According to a Business Insider report, SpaceX executive Michael Nicholls explicitly said in an internal memo sent to xAI employees that the company’s current compute training performance is “embarrassingly low” and “clearly behind” major competitors, and announced that the related engineering reorganization would take effect immediately. This comprehensive overhaul is the second round of rebuilding pushed by Musk after SpaceX acquired xAI in February.
In the memo, Nicholls (SpaceX Starlink senior vice president, who also serves as xAI CEO) describes the current state of xAI in direct and harsh language, and says the company plans to significantly improve training performance within the next two months.
Musk also publicly acknowledged on X in March: “xAI’s first build didn’t work, so we’re rebuilding from scratch.” He also announced the company will revisit candidates it had previously rejected, pointing out that “over the past few years, many talented people were rejected by xAI’s employment notice—some even without getting an interview opportunity.”
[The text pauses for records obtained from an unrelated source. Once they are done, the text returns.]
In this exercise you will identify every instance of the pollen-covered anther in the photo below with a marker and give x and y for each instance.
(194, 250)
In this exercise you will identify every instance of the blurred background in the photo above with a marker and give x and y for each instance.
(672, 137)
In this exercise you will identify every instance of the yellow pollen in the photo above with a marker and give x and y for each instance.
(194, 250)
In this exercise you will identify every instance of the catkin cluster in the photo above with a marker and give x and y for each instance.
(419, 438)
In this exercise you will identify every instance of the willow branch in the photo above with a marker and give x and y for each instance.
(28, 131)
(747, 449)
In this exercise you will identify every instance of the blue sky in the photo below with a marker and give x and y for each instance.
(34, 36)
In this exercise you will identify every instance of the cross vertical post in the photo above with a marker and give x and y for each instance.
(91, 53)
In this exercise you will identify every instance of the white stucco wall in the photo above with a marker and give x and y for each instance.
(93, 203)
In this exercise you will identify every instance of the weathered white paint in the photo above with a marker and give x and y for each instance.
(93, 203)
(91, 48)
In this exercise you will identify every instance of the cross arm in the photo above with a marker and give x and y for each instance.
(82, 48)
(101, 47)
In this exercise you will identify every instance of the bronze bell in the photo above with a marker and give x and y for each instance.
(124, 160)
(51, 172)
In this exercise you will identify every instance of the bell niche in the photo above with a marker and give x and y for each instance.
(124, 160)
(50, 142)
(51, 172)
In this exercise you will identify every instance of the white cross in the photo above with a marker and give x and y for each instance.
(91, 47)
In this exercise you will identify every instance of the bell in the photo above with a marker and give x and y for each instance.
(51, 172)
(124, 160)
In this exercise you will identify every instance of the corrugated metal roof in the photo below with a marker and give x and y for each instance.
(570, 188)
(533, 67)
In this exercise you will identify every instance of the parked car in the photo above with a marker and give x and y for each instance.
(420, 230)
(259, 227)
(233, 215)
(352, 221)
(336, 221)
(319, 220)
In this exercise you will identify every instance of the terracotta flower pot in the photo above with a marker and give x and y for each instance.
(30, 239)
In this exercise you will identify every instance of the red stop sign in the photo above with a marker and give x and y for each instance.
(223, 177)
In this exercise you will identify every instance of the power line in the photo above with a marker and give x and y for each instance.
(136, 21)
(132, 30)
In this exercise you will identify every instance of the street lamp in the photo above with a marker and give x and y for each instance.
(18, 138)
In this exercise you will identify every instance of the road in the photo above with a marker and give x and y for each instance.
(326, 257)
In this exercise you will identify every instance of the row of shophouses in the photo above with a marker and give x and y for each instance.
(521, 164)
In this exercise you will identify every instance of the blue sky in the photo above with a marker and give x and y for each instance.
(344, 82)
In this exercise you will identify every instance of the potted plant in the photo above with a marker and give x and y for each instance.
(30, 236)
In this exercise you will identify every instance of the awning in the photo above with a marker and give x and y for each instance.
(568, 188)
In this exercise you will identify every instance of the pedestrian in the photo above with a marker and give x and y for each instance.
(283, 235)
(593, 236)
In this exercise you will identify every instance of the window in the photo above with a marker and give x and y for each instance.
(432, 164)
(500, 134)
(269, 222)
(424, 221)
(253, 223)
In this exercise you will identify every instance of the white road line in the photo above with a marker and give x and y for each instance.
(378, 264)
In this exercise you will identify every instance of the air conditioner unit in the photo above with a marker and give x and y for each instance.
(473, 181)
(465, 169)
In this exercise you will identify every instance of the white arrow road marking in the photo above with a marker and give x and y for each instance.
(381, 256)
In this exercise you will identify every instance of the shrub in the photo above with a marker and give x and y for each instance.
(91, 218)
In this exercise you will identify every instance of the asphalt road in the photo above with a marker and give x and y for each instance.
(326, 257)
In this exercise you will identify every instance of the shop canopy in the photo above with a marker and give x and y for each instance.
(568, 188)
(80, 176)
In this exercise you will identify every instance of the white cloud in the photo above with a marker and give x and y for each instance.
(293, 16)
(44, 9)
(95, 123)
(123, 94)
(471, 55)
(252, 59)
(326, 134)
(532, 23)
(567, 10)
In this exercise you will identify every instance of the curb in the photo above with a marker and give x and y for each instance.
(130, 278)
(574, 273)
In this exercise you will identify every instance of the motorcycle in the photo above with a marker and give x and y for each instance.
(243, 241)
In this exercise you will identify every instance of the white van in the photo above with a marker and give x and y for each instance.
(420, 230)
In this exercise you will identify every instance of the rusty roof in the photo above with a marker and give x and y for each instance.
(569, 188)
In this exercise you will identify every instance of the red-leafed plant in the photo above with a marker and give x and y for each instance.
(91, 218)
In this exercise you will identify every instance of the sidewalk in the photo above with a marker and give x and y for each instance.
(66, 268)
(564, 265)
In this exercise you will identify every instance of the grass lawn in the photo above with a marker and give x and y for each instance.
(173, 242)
Since January of this year, eight xAI co-founders have left in succession, including Nordeen, Zhang Guodong, Manuel Kroiss (head of the Grok Code project), Toby Pohlen (head of the Macrohard project for AI agents), and Ross Nordeen, who recently left. Business Insider said that since February this year, xAI has cut dozens of employees, including members of teams related to Grok Imagine and Macrohard.
Pre-training: Devendra Chaplot (former Facebook and Thinking Machines Labs researcher)
Model Factory and Tools: Aman Madaan, responsible for AI model development infrastructure and data pipelines
Post-training and Reinforcement Learning (RL): Aditya Gupta, leading model fine-tuning and human preference alignment
Post-training for Grok Code: Li Beibin (former Microsoft, Meta researcher)
Video and Image Training: Jia Xuhui (former Google DeepMind) and Zhu Yukun jointly responsible
Product: Andrew Milich and Jason Ginsburg (joined in March from the AI code editor Cursor)
Compute Infrastructure: Daniel Dueri (SpaceX software engineering director)
Data: Matt Monson (SpaceX Starlink software director)
The macro backdrop for this engineering restructuring is the IPO that SpaceX is about to launch. According to sources who spoke with Business Insider, SpaceX is expected to file for an IPO this year, and the overall valuation could exceed $2 trillion. The strategic intent behind SpaceX’s acquisition of xAI is to integrate Starlink’s data infrastructure with xAI’s AI model capabilities, providing a stronger technical narrative after going public.
However, xAI’s clear lag in core training capabilities, along with ongoing personnel churn, adds uncertainty to realizing this lofty valuation. Nicholls’s memo clearly sets improving training performance as the top priority for the next two months, showing that SpaceX is forcing xAI to catch up on the technical front with an urgent IPO timeline.
SpaceX completed its acquisition of xAI in February 2026. Musk’s goal is to integrate SpaceX’s engineering culture and Starlink’s data infrastructure, building a more compelling AI asset lineup for the upcoming IPO. Musk himself admits that xAI “didn’t succeed the first time it was built,” and this restructuring is a direct reflection of tearing it down and rebuilding.
According to Nicholls’s internal memo, xAI’s compute training performance has a significant gap compared with competitors such as OpenAI, Anthropic, and Google, and multiple key technology co-founders leaving one after another further weakens existing capabilities. The company plans to substantially improve performance within two months, and to accelerate the catch-up by bringing in new leadership from backgrounds including Facebook and Google DeepMind.
According to Business Insider, SpaceX’s overall IPO valuation could exceed $2 trillion, primarily based on the rapid growth of Starlink’s satellite internet business, rocket manufacturing capabilities, and AI assets resulting from the acquisition of xAI. The specific portion xAI represents in the valuation and the final IPO timeline have not been made public. An xAI spokesperson has not yet responded to the related reports.